Disabling DelegateFSGroupToCSIDriver worked perfectly for me btw. Thank you so much!
How to disable DelegateFSGroupToCSIDriver on a existing cluster?
https://kubernetes.io/docs/reference/command-line-tools-reference/feature-gates/
@Ryanznoco Hi, it depends on what Kubernetes distribution you use but you need to look up "feature gate"
https://kubernetes.io/docs/reference/command-line-tools-reference/feature-gates/
It is not working for me. I added "--feature-gates=DelegateFSGroupToCSIDriver=false" into the api-server manifest, after re-deploy completely, my redis pod still occurs "Permission denied" error. My kubernetes version is 1.23.10.

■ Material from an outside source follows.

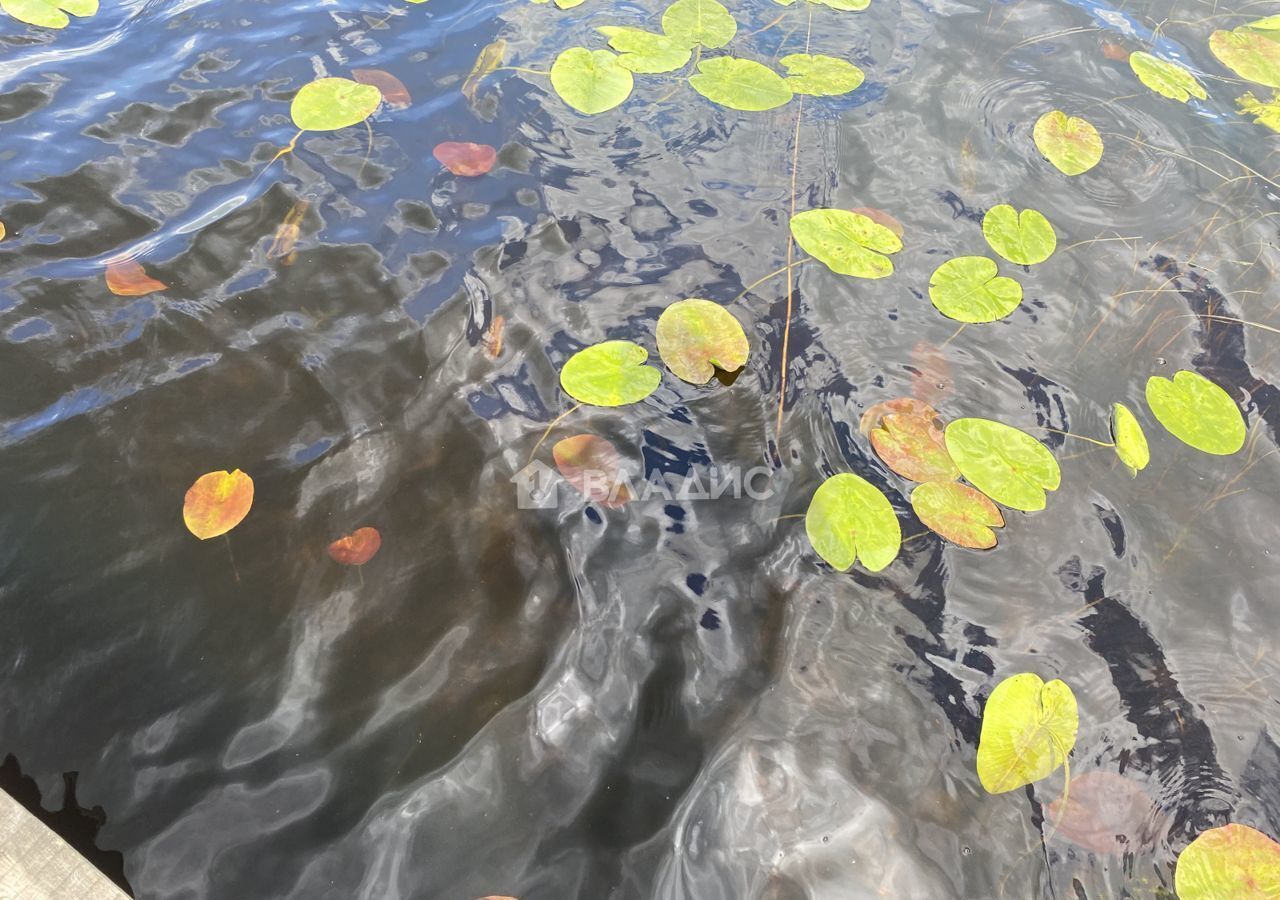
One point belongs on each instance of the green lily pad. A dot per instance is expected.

You need to add the Feature Gate to every kubelet config for your cluster, since this is a kubelet gate, not an api server one. Depending on your installation method, there might be an easier way of changing the kubelet config
Sorry I don't know how to do this. Can I delete the line csi.NodeServiceCapability_RPC_VOLUME_MOUNT_GROUP, in source code and recompile and install csi dirver?
That would be, like, a lot more work than disabling the feature gate.
Please read the whole message, before proceeding
There are a few ways of doing that, manually should work most of the time, other approaches depend on your installation.
Manually
If you have K8s installed locally, on VMs, or any other way, where your installation isn't managed by a cloud provider, you can:
- Go to one of your nodes
- Find the kubelet process (pid)
ps -ef | grep /usr/bin/kubelet - Find the command line
cat /proc/<pid>/cmdline - Find the path of the kubelet config. That is the path after
--config=(That is probably going to be /var/lib/kubelet/config.yaml) - In that file, you can add:
featureGates:
DelegateFSGroupToCSIDriver: false
- Restart the kubelet service (systemctl restart kubelet)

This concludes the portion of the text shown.